Amputation below Knee, No. 2.
a, wooden bucket to receive the whole of stump;
b, fixture to foot;
c, rolling foot;
d, straps for knee.
101. M. de Beaufoy has invented a foot for the wooden pin used by the soldiers in the Invalides, at Paris, who had suffered amputation above or below the knee; this, Mr. Bigg, of Leicester Square, has tried on some old soldiers at Chelsea Hospital; one of them reports that he has not only found his step to be steadier, but that he could walk twice the distance in the same time that he could with his ordinary pin-leg.
The advantage of the invention is, that whereas a common wooden pin only gives one point of support, and consequently the body is obliged to raise itself so as to describe an arc, of which the end of the wooden pin is the center, the curved foot acts like a series of levers, each successive point of it being a fulcrum. The precaution should be taken to have the aperture at a, fig. 2, for the insertion of the pin, made square, to prevent its turning when in use.
LECTURE VI.
PRIMARY AMPUTATION, ETC.
102. An upper extremity should not be amputated for almost any accident which can happen to it from musket-shot; and there is scarcely an injury of the soft parts likely to occur which would authorize amputation as a primary operation.
103. If the head or articulating extremity of the bone entering into the composition of the shoulder-joint be merely or slightly injured by musket-shot, the arm ought to be saved with some defect of motion in the joint. The wound should be enlarged in the first instance, to allow of a sufficient examination with the point of the finger, and any loose pieces of bone should be removed. Inflammation is to be restrained within due bounds until suppuration has been established, when, if a clear depending opening should not exist for the discharge of the matter poured out, it should be made, and any loose portions of bone removed. The principal points to attend to are, the prevention of sinuses around the joint, by the formation of dependent openings, position, perfect quietude, due support, the methodical application of bandages, and occasional mild stimulating injections into the wound. A simple incised wound penetrating the joint, and even injuring the bone, does not call for any immediate operation. An attempt should be made to effect a cure by the first intention, which can only be managed by means of proper position and support.

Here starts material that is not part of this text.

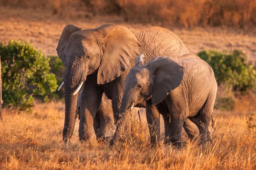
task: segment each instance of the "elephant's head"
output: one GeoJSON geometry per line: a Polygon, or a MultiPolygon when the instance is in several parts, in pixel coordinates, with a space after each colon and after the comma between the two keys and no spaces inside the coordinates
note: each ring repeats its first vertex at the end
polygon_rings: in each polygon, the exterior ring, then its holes
{"type": "Polygon", "coordinates": [[[119,77],[140,51],[141,45],[127,28],[105,25],[82,29],[67,25],[62,31],[56,49],[66,67],[63,82],[65,120],[63,137],[67,142],[73,128],[77,92],[87,75],[97,73],[97,82],[103,84],[119,77]]]}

104. If the head of the bone be much splintered, or if a ball have gone through it, that portion should be sawn off; for a part thus injured has often been a source of great inconvenience and suffering for many years afterward—during, in fact, the remainder of the life of the sufferer; which misery would have been avoided by the excision of the head of the bone in the first instance—an operation which ought in fact to be done even at a later period, if it had not been performed at the time when the injury was received. Secondary operations of this kind are never so successful as primary ones, and great discrimination should be exercised in attempting to save the head of the bone, or, in other words, to avoid the operation for its removal.
105. When the splinters extend far into the shaft of the humerus, it may be proper to amputate the whole extremity, especially if the great artery be also wounded; but the shaft is seldom broken in such accidents to any great extent, and amputation should be confined almost to injuries from cannon-shot or shells, or heavy machinery, destructive of the soft parts as well as of the bone.